Article publié dans les Dossiers de l'Allaitement numéro 67 (Avril-Mai-Juin 2006)
D'après "Improving on perfection : breast milk and breast-milk additives for preterm neonates". D Fraser Askin, WL Diehl-Jones. Newborn Infant Nurs Rev 2005 ; 5(1) : 10-18. Mots-clés : prématurés, lait humain, produits d’enrichissement.
Lorsque le nouveau-né est un grand prématuré, le lait humain pourra ne pas lui apporter suffisamment de calories et de nutriments. Divers produits d’enrichissement du lait humain ont été mis au point. Les auteurs font le point sur l’alimentation des prématurés.

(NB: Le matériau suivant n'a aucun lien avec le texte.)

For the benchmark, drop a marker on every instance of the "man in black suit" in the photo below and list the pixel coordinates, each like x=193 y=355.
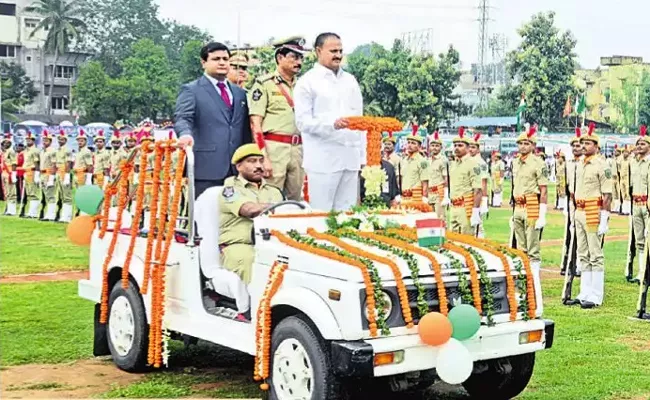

De nombreuses études ont montré que le lait humain était encore plus important pour les prématurés. Mais les prématurés ont des besoins plus importants que les bébés nés à terme. De plus, ils sont encore plus immatures que les bébés nés à terme sur le plan digestif, endocrinien, rénal… L’objectif des produits d’enrichissement est de permettre au lait humain d’apporter des taux de calories et de nutriments suffisants pour permettre une croissance plus importante, si possible similaire à la croissance intra-utérine. Ces produits peuvent contenir des protéines, du calcium, des phosphates, des glucides, des vitamines et autres minéraux. Les études qui ont évalué leur impact portent le plus souvent sur de petits nombres d’enfants. Et dans la mesure où tous les produits d’enrichissement n’ont pas la même composition, il n’est pas facile de comparer les résultats d’études dans lesquelles des produits différents ont été utilisés.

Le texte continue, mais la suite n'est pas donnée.